Philip Gervasi: Right. And the reason we don't want that over subscription, we want that one- to- one is because we want make use of all available paths and links. You remember that we can't even tolerate a one millisecond delay on a particular GPU traffic send, data transfer. And so we want this packet spraying where that's how we're going to load balance. That means that every single, but we can't drop a packet, we can't drop one of those packets among the many links that we're choosing. And so we need everything available and we need high bandwidth and ultra low latency with no packet loss, no blocking, none of that stuff. And that's different than the way we used to do it with a lag or ECMP, which is flow- based. So you have some kind of a hashing algorithm and you're pinning an entire flow to a link or to a path, and then from the very first packet of that flow to the very last packet of that flow, you're taking that path, it's deterministic. Whereas packet spraying or multi- pathing, I've also seen it called that, makes the most use of all your physical links in your fabric. So it gets us away from flow- based path decision making and like you said, it's per packet, but to do per packet load balancing when it's not just a hash, that has to mean that there is some serious intelligence going on making those decisions in a runtime environment. So how does a control plane work for a packet spraying environment that we've been talking about?

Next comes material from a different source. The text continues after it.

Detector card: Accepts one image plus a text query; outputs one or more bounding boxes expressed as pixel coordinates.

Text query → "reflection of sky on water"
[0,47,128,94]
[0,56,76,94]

Justin Ryburn: Yeah, so that's another area that's very interesting as far as innovation in the industry. There's a lot of competing standards. It'll be interesting to see where we land if one standard wins out over another. But a lot of your hyperscalers that are building these AI interconnects, they each have their own approach on how they're doing it, but generically, they have some sort of scheduler that's figuring out the path through the network that a particular AI workload is going to take and figuring out what bandwidth is available and then spraying the traffic across those links to maximize the utilization of every single link that is available to it. Now, that's typically a centralized controller that's making those pathing decisions, but then pushing that intelligence, that knowledge down to the individual switches because at the end of the day, the individual switch has to know what do I do with a packet that arrives on a particular inbound interface, like what interface do I shove it out of on the outbound side? So the forwarding plane, the forwarding decisions still have to be made by the individual switches in your AI interconnect fabric. But the scheduling of that and figuring out how to program those ASICs is typically done by a centralized controller, which is, I don't know, maybe the term's SDN, this sounds like a term we've had before here, Phil, as an industry, right?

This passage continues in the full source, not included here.